Quando una persona si innamora, a livello cerebrale si attivano dodici aree che rilasciano delle sostanze chimiche (ovvero dei neurotrasmettitori come la dopamina, l’ossitocina e l’adrenalina) responsabili della sensazione di euforia.
E non solo: il sentimento amoroso infatti avrebbe ripercussioni anche su funzioni cognitive quali la rappresentazione mentale, le metafore e l’immagine corporea (o più semplicisticamente sull’idea che abbiamo del mondo che ci circonda), tanto che un gruppo di ricercatori della Syracuse University è arrivato a domandarsi se l’innamoramento abbia sede nel cuore…o nel cervello!
«Questa è una domanda alla quale è sempre difficile rispondere – spiega la professoressa Stephanie Ortigue dalla Syracuse University – Vorrei poter dire senza alcun dubbio il cervello, ma bisogna considerare che anche il cuore è coinvolto, poiché il complesso concetto di amore è costituito da processi che comprendono entrambi gli organi. Ad esempio, se l'attivazione di alcune aree cerebrali può generare stimoli al cuore e farfalle nello stomaco, in alcuni casi invece una manifestazione che percepiamo come localizzata a livello del cuore può provenire dal cervello».
Per lo studio in questione sono state impiegate delle tecniche di neuroimaging, ed in particolare la risonanza magnetica funzionale (fMRI), ovvero una modernissima tecnologia (che peraltro sta acquisendo un’importanza sempre più significativa negli studi sul cervello umano) in grado di misurare parametri come l’attività metabolica, l’ossigenazione ed il flusso sanguigno del cervello, a seguito di determinati stimoli.
«Grazie alla fMRI, è possibile cogliere i cambiamenti del flusso sanguigno e dell'ossigenazione che si verificano a livello cerebrale in particolari condizioni – spiega la professoressa Ortigue – In che modo?
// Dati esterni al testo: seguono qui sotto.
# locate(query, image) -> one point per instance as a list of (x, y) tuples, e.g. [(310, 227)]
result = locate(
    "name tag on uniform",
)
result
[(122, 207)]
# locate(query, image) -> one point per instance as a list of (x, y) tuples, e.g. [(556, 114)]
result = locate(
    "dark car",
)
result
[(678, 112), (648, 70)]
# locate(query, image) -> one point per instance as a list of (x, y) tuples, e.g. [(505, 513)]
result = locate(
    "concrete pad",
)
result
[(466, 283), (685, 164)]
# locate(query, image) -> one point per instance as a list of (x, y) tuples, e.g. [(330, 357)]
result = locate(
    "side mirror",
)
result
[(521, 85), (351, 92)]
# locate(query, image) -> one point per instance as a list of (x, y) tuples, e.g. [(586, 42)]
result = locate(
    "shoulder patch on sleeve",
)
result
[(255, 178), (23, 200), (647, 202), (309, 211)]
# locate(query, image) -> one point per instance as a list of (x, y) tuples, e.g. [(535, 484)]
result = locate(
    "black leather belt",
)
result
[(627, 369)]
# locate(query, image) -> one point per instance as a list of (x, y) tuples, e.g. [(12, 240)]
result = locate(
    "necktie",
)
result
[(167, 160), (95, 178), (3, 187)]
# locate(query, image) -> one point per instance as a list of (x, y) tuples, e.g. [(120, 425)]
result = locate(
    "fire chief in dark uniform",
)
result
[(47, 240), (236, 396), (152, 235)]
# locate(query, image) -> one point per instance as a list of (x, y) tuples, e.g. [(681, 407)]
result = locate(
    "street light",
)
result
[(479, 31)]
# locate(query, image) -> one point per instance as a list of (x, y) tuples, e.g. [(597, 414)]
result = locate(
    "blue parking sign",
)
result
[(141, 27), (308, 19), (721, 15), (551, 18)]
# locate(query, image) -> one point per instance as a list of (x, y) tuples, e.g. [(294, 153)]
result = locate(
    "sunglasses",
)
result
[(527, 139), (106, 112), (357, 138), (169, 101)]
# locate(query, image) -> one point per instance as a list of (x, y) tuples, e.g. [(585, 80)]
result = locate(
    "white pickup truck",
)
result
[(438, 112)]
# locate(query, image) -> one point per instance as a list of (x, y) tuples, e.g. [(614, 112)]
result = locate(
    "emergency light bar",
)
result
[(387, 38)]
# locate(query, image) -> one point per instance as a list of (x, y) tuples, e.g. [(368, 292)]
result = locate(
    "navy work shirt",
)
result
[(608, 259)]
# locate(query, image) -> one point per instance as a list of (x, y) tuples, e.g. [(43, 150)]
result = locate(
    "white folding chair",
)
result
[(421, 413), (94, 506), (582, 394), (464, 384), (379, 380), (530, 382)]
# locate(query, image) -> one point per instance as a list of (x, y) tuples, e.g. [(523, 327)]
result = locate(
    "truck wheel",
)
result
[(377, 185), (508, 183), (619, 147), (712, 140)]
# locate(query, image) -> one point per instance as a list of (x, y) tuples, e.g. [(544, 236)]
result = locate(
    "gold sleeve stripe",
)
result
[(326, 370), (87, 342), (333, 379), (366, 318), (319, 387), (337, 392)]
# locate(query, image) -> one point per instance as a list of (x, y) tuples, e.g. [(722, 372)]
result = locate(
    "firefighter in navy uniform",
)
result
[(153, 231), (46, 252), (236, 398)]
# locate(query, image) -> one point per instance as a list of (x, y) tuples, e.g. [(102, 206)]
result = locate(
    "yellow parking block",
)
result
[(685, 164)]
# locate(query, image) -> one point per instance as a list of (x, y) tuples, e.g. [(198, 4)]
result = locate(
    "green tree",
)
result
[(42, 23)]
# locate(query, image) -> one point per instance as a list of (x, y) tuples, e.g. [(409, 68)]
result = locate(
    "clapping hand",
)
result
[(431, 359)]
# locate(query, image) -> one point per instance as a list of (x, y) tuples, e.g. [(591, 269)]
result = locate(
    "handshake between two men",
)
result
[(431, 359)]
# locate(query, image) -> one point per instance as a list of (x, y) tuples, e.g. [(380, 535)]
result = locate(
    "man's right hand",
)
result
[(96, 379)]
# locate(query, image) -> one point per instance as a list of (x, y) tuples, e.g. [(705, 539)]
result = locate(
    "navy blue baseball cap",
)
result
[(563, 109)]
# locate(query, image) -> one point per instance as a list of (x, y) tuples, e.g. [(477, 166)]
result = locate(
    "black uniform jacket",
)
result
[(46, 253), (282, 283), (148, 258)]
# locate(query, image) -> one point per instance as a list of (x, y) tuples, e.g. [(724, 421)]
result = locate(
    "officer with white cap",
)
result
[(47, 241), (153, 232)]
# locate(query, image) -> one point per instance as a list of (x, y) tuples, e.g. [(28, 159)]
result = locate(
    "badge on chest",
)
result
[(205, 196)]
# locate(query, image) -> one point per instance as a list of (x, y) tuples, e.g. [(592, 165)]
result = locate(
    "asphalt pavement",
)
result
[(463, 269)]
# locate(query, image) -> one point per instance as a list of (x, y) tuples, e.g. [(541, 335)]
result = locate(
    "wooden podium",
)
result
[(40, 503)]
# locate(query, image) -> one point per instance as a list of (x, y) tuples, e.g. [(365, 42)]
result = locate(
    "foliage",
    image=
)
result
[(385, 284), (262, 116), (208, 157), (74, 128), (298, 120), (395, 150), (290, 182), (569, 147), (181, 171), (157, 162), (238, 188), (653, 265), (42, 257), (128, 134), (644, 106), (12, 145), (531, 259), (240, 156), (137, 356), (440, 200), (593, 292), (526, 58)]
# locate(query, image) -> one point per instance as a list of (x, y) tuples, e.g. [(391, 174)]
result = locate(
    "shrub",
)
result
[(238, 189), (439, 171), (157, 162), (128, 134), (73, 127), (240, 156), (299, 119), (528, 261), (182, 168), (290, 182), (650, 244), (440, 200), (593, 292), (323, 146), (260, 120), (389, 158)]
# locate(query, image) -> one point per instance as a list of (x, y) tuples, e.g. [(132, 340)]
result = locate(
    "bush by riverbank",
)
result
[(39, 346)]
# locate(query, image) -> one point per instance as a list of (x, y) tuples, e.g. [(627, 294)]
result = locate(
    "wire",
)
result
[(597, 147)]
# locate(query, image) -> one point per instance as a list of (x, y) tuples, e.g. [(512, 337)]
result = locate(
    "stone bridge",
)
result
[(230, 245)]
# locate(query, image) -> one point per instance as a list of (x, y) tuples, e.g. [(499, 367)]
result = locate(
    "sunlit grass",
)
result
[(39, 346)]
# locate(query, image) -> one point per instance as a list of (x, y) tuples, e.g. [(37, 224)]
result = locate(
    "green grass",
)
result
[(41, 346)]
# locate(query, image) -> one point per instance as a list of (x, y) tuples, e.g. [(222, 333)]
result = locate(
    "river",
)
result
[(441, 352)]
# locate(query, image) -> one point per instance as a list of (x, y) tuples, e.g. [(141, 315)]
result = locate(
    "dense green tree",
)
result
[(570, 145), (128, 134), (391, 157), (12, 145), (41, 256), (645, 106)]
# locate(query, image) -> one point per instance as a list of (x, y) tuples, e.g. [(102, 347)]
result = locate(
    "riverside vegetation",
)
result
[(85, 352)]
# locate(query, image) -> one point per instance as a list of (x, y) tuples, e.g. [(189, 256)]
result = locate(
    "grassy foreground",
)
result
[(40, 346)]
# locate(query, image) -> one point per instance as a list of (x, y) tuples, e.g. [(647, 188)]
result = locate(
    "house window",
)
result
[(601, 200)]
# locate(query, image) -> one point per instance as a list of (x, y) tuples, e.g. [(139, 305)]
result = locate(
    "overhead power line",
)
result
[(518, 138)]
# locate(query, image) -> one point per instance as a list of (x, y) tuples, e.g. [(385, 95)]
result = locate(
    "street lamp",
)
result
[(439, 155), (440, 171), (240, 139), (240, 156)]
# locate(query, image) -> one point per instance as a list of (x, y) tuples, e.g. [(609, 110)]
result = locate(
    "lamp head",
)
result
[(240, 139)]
Confrontando le reazioni del cervello in risposta a stimoli precisi e poi “neutri”. Per esempio, uno psicologo o un medico interessato ad analizzare le dinamiche amorose, potrà confrontare l’attività cerebrale in risposta alla visione del volto dell’amato, con quelle generate a seguito della vista di facce sconosciute».
I risultati di questo studio, pubblicati sul Journal of Sexual Medicine, hanno importanti implicazioni per la ricerca sulla salute mentale e sulla ricerca neuroscientifica, soprattutto considerando che, quando non funziona, l'amore può causare uno stress emotivo o anche depressione.
«Comprendere le connessioni tra amore e cervello quindi, potrebbe essere utile per esplorare la mente del paziente come se si avesse a disposizione una specie di sonda – conclude la professoressa Ortigue – Identificando le aree cerebrali stimolate dall’amore infatti, medici e terapisti potrebbero essere in grado di capire meglio la natura dei dolori provati dai pazienti “malati d'amore”, e offrire loro delle opzioni terapeutiche più mirate e quindi efficaci».